Assignée à résidence pour corruption, l’ancienne présidente argentine Cristina Kirchner n’a pas tardé à poser les vraies questions existentielles au juge : puis-je sortir sur mon balcon ? En attendant la révolution ou le thé du matin, la justice devra statuer sur les droits fondamentaux de la terrasse, des secrétaires et du personnel de maison.
Le balcon de la discorde
Oubliez les grands débats constitutionnels, ici c’est le droit au balcon qui fait jurisprudence. Cristina Kirchner, condamnée à six ans pour avoir, selon la justice, transformé les marchés publics en grande tombola privée, se demande si elle peut faire coucou à ses partisans depuis sa terrasse. À ce rythme-là, on attend bientôt une demande officielle pour savoir si arroser ses géraniums nécessite l'aval de la Cour suprême.

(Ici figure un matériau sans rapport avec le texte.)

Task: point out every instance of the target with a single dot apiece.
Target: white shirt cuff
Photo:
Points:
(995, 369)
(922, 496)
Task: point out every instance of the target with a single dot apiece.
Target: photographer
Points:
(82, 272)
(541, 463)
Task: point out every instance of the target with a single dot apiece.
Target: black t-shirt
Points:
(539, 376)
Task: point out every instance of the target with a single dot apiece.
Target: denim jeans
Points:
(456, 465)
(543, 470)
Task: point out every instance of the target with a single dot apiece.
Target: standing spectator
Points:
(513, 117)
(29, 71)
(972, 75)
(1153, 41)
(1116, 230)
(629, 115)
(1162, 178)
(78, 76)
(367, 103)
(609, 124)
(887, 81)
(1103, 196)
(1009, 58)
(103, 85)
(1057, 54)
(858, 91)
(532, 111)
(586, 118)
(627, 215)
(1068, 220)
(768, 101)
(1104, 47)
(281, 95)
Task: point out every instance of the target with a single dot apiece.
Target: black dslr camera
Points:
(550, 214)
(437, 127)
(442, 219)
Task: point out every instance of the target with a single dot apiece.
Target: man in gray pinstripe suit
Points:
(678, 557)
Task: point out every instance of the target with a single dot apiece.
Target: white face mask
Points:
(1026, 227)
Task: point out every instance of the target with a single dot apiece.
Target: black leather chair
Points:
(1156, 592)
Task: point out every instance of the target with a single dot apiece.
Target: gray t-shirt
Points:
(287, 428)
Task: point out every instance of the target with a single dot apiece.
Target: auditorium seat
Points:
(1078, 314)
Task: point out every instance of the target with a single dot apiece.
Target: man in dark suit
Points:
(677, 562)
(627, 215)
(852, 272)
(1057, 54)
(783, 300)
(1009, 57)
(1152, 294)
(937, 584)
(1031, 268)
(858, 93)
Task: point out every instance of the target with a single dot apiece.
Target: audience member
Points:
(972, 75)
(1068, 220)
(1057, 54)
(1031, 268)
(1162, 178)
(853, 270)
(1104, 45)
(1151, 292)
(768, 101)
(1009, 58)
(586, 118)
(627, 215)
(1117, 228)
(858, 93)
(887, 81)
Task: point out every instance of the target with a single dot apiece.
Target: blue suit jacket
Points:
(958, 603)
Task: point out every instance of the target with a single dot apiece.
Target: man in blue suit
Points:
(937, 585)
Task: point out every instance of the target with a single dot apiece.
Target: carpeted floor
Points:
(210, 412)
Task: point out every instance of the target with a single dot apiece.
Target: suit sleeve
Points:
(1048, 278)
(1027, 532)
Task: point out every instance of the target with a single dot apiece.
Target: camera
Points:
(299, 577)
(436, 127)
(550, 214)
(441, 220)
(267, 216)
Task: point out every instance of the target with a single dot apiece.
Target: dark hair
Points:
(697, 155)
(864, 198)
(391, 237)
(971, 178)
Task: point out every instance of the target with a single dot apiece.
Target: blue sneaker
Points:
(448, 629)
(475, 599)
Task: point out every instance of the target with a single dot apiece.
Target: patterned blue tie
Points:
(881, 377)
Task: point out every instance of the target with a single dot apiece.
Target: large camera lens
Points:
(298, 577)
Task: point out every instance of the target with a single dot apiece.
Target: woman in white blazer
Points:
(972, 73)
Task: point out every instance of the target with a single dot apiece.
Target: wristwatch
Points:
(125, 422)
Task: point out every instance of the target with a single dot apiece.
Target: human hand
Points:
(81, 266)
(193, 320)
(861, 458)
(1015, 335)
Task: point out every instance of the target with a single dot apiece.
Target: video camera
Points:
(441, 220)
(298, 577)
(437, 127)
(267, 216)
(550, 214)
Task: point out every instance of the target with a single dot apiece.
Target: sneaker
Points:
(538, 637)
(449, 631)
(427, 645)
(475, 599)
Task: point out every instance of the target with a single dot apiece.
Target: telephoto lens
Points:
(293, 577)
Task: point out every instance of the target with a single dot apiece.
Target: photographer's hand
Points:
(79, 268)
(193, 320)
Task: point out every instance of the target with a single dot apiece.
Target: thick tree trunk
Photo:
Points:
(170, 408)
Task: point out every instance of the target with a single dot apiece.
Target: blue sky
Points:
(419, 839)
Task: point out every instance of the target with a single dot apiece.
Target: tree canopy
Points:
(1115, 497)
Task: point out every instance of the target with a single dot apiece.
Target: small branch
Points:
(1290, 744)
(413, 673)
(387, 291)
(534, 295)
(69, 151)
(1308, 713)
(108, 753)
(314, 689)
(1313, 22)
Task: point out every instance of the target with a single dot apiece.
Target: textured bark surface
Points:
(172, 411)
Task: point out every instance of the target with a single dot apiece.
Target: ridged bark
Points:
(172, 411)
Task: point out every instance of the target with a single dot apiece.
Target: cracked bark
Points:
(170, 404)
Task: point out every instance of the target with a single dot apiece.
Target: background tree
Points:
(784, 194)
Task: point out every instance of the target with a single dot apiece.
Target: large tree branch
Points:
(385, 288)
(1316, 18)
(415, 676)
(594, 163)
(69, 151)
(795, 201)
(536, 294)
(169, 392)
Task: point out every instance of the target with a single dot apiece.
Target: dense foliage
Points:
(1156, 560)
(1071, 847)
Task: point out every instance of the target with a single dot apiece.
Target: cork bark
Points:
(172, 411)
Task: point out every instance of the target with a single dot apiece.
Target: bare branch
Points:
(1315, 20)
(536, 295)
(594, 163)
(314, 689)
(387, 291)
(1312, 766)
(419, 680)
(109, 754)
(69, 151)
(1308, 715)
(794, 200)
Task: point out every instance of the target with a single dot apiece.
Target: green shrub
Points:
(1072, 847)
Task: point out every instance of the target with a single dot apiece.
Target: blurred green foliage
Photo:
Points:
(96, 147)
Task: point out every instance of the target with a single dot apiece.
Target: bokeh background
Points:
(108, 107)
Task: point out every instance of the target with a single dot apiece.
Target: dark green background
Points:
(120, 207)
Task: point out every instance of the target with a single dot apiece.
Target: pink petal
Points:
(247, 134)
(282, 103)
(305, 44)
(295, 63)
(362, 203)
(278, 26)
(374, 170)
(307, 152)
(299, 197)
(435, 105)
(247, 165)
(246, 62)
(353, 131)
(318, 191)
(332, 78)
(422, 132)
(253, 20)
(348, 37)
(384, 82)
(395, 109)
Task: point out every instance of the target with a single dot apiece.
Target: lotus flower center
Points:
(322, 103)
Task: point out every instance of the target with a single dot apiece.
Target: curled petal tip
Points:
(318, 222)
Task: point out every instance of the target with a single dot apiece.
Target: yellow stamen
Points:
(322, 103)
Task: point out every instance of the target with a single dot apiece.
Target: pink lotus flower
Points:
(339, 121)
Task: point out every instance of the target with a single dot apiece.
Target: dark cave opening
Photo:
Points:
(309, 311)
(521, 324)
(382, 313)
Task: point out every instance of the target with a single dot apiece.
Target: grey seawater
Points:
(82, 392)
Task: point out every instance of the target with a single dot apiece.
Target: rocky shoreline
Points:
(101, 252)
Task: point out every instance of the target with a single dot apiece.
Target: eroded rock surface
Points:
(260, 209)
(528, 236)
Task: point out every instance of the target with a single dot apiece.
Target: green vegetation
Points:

Résidence dorée, contraintes en série
Outre cette quête de liberté balconnière, ses avocats s’interrogent : Cristina peut-elle encore avoir des secrétaires ? Du personnel ? Le thé servi à l’heure ? Des interviews entre deux tranches de confiture ? Réponse : tout dépend du bon vouloir des juges, du service pénitentiaire, et peut-être même de la météo. Un rapport trimestriel, un bracelet électronique et une liste d’invités plus sélective qu’une soirée chez Messi surveillent les faits et gestes de l’ex-présidente.
Blague à part, la condamnation puis l’assignation à résidence de l’ancienne présidente ne cesse de susciter une vive tension dans la rue entre ses détracteurs et ses partisans, qui ont organisé mercredi une marche vers le siège du gouvernement.